ChunkIO
ChunkIO copied to clipboard
ChunkIO is a file format with random access and corruption tolerance
ChunkIO
ChunkIO is a file format with the following properties:
- Data is written and read in chunks of arbitrary size.
- Writes are append-only. Concurrent writes to the same file are disallowed.
- Efficient chunk lookup:
O(1)to find the first or the last chunk whose start file position is in the specified range. - ChunkIO files can be appended to and read in the face of corruptions and truncations. Corrupted chunks are ignored by readers.

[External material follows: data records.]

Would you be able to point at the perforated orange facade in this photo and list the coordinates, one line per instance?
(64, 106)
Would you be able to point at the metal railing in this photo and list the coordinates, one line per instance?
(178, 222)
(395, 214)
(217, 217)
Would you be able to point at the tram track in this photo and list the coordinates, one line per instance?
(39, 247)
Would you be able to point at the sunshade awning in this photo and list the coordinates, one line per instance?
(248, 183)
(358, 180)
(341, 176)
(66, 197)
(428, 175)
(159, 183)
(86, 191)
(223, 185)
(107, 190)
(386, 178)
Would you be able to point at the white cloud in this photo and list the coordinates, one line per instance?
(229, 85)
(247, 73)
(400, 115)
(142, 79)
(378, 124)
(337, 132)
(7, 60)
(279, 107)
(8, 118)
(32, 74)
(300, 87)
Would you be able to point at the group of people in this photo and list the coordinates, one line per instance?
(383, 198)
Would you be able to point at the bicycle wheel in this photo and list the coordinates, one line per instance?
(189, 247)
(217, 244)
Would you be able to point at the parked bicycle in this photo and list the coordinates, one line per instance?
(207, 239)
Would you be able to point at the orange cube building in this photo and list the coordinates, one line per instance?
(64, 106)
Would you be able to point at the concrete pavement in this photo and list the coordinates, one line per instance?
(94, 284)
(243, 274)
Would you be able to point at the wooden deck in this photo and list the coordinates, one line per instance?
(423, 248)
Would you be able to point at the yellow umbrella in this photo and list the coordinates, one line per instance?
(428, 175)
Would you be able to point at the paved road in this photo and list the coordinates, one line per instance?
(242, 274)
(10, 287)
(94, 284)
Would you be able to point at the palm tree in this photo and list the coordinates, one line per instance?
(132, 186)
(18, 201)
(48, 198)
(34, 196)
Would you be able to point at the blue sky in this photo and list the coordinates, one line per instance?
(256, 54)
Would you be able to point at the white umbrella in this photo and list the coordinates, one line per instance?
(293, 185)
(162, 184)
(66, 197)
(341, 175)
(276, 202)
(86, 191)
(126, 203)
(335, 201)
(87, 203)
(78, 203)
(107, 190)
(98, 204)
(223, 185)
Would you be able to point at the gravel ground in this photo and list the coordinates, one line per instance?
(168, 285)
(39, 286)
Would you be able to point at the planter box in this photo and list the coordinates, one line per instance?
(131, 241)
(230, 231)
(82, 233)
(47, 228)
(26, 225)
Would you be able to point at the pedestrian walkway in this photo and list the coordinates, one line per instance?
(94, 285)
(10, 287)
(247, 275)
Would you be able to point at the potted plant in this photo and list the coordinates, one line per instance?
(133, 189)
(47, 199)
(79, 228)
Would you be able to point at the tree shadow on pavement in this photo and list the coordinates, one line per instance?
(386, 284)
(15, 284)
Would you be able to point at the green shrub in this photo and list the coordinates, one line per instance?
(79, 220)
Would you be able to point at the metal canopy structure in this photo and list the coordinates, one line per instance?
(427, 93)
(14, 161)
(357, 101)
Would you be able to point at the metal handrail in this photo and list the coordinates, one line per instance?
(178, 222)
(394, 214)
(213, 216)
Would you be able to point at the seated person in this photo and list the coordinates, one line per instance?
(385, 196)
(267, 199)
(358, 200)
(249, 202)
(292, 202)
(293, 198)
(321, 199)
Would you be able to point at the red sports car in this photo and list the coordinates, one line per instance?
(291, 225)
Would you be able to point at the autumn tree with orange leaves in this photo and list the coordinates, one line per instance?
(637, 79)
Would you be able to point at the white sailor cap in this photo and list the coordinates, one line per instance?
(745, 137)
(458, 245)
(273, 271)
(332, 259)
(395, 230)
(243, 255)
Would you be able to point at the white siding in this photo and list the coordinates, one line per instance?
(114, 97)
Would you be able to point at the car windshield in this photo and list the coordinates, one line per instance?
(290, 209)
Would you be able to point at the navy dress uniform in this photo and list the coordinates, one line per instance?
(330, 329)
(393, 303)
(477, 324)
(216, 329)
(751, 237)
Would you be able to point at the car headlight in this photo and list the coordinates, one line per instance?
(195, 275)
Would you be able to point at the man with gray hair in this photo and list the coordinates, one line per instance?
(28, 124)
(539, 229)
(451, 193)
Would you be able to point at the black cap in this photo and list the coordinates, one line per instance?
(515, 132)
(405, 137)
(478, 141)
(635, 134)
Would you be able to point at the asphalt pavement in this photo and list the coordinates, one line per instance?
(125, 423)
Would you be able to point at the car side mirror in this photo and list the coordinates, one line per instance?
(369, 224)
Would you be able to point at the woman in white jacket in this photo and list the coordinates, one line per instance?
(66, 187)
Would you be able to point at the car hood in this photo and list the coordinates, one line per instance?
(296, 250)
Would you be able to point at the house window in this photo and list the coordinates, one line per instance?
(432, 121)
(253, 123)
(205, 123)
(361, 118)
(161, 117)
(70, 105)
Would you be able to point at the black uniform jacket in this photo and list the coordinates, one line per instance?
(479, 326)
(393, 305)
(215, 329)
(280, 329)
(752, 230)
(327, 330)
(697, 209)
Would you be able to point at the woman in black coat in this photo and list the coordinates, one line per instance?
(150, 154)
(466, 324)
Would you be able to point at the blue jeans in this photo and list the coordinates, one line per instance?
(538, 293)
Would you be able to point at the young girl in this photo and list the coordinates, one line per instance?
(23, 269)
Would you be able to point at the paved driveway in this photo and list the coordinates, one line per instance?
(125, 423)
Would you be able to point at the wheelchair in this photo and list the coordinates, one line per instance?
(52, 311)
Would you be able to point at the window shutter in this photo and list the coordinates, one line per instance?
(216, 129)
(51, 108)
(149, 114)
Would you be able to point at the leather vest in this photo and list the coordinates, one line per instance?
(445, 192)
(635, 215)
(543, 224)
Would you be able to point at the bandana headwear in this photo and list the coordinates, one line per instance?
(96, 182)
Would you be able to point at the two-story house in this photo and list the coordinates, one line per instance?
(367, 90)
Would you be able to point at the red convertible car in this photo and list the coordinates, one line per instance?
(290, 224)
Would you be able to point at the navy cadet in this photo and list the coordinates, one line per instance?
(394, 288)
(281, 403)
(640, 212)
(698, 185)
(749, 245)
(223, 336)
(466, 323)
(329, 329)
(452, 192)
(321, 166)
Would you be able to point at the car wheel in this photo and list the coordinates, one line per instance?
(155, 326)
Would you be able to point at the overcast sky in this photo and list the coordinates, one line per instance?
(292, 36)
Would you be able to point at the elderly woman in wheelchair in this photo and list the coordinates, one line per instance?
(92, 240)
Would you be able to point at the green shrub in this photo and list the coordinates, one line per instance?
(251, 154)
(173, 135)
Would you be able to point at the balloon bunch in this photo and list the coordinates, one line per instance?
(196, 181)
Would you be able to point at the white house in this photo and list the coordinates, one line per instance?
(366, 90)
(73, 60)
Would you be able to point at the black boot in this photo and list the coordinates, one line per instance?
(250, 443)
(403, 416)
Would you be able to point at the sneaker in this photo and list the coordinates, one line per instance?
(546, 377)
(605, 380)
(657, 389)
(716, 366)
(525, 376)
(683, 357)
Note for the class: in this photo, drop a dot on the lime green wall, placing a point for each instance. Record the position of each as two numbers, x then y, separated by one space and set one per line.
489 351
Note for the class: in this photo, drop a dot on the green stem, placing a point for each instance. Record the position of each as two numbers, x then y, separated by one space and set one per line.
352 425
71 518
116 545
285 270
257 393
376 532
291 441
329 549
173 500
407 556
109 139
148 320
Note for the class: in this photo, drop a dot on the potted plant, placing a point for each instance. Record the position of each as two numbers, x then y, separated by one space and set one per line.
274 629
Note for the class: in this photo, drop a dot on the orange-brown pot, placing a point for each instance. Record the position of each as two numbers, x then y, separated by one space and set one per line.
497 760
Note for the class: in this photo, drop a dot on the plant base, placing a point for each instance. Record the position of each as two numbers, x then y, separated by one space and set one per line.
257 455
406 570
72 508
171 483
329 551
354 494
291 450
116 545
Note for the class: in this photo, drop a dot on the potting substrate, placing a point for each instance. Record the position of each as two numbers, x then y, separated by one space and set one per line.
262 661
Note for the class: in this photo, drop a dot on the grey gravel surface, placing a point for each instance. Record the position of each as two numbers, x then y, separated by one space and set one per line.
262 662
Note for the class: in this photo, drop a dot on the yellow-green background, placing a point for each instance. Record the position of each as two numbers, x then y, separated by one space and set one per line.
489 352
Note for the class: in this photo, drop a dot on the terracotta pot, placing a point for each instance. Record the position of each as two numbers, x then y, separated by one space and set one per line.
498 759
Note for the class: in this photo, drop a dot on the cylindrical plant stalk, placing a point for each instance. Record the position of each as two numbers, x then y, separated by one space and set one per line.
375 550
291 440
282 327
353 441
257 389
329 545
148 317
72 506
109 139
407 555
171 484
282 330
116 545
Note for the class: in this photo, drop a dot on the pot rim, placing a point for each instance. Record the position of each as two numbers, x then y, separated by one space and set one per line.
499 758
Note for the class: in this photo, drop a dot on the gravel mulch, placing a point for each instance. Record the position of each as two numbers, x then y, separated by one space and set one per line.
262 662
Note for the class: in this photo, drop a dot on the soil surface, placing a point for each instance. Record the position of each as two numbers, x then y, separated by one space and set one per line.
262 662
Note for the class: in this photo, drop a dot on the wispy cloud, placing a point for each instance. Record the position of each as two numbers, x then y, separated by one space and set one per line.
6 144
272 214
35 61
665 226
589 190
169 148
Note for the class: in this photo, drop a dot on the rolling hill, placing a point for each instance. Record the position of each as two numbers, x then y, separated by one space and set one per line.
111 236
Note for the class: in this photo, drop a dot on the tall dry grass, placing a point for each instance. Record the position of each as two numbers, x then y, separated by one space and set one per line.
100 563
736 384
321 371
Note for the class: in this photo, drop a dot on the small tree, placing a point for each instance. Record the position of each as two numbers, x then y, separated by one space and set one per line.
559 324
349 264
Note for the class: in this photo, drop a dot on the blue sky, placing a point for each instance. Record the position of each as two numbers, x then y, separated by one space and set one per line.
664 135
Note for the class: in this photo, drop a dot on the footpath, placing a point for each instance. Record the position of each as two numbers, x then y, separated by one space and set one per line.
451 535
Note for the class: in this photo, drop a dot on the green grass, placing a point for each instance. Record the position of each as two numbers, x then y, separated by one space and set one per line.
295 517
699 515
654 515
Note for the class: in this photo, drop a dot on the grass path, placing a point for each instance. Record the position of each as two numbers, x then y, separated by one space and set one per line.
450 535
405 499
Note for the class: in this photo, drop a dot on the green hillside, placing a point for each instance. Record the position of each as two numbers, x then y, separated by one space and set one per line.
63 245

- Chunk overhead is 40 bytes, out of which 16 bytes are user-defined data. Plus additional overhead of 16 bytes for every 64KB of chunk data, which is used to implement efficient chunk lookup and to allow readers to continue past corrupted data.
- No assumptions are made about ordering or atomicity of file writes. This makes ChunkIO usable on any filesystem.
Examples
Using ChunkIO to store market data: Example.cs.
Distribution
The source code is all there is. There is no official NuGet package.
Dependencies
No dependencies other than .NET Framework.
Supported Platforms
Lightly tested (and heavily used in production) on Windows with .NET Framework 4.7.2.
File Format
Stability: The file format may change without notice. No compatibility guarantees, neither forward nor backward, are provided.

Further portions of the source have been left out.